A woman whose dreams died with her fiance on TWA Flight 800 is fighting to get her diamond engagement ring, which was found floating in the ocean after the crash.
"That ring is an incredible symbol of our love," Julie Stuart said as tears filled her blue eyes. "It will be something I will hold onto for the rest of my life."Stuart, 31, had lived in Bridgewater, Conn., with Andrew Krukar, 41, for the past year. They had planned to be married next summer.
In June, they bought a diamond ring with an antique setting for $15,000 at a neighborhood jewelry shop.
But Krukar wanted to place the ring on Stuart's finger in a special setting - Paris, the City of Love.
On July 17, Krukar, an engineer with Ingersoll Rand, boarded Flight 800 for a business meeting in Paris. Stuart, a human resource manager with the same company, was to meet him in Paris two days later.
Krukar, seated in the jet's business section, had tucked the diamond ring into his briefcase, inside a burgundy-colored box with gold piping and a gold clasp.
A day after the explosion killed all 230 on board, searchers recovered a ring box with a diamond inside floating in the water.
A week later, a friend of Krukar's in Paris looked at some photographs in Paris-Match magazine of items that had been recovered from the wreckage of the aircraft. The box, opened to show the ring, was among them.

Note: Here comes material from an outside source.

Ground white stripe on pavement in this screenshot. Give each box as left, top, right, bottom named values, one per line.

The friend described the photograph to Stuart. She immediately called the jeweler who wrapped it for Krukar and asked him to describe the box.

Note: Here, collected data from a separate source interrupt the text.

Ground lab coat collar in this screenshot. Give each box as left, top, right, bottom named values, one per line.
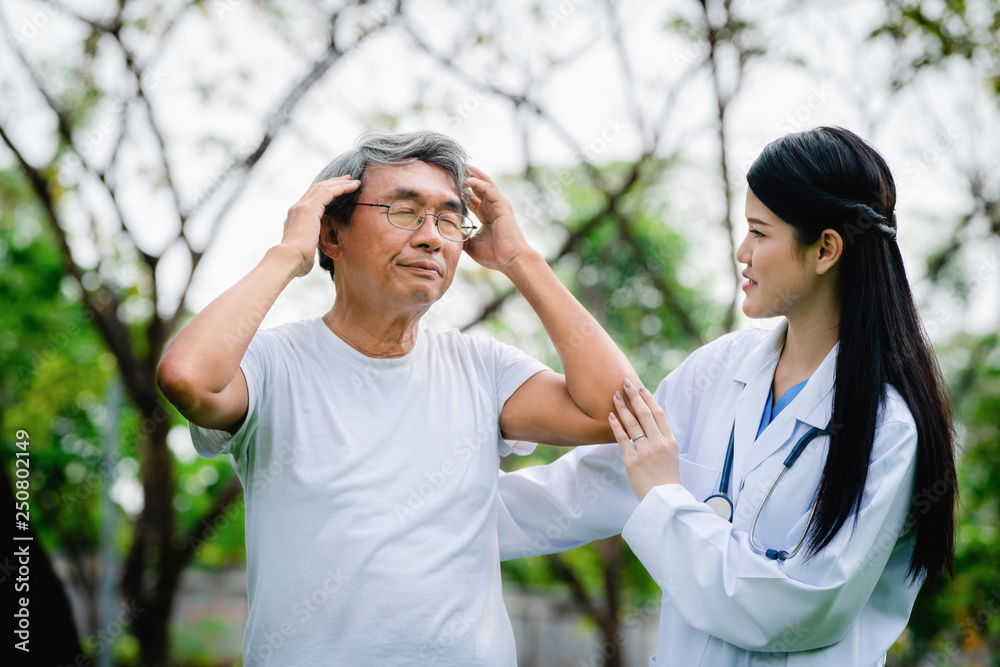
left=792, top=342, right=838, bottom=430
left=730, top=322, right=786, bottom=499
left=733, top=321, right=788, bottom=386
left=731, top=321, right=838, bottom=496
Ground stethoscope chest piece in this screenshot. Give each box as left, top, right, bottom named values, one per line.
left=704, top=493, right=734, bottom=521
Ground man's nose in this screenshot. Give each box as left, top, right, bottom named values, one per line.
left=410, top=214, right=445, bottom=249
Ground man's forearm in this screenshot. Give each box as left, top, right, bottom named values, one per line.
left=158, top=244, right=301, bottom=401
left=503, top=250, right=639, bottom=418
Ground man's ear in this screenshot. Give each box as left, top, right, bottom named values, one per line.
left=318, top=215, right=344, bottom=261
left=815, top=228, right=843, bottom=276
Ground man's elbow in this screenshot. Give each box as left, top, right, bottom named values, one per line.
left=156, top=355, right=198, bottom=412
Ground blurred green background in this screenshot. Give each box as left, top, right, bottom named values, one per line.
left=1, top=0, right=998, bottom=665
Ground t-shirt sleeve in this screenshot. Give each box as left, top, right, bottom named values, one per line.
left=188, top=331, right=270, bottom=467
left=486, top=337, right=549, bottom=457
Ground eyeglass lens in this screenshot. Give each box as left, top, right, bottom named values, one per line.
left=386, top=201, right=474, bottom=241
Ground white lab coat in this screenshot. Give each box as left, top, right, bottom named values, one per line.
left=497, top=321, right=921, bottom=666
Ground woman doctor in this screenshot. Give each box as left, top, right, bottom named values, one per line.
left=496, top=126, right=957, bottom=666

"When the jeweler described it exactly, I knew it was Andy's ring," Stuart said. She has seen the picture herself since then, and has collected receipts, cancelled checks and the jeweler's description to support her claim.
But she has not been able to get the ring, tagged Item 26.
"I feel awfully frustrated and drained," said Stuart. "When you call all you get is a runaround."
"We have written letters to everyone imaginable including President Clinton, the attorney general, several congressmen, and everyone says I need someone else's approval," she said. "I just don't know where to turn."
An airline source familiar with Stuart's repeated requests, speaking on condition of anonymity, said Stuart needs to prove the item belonged to her fiance.
"The problem is that the property is not being released until it has been identified as belonging to a particular victim," the source said.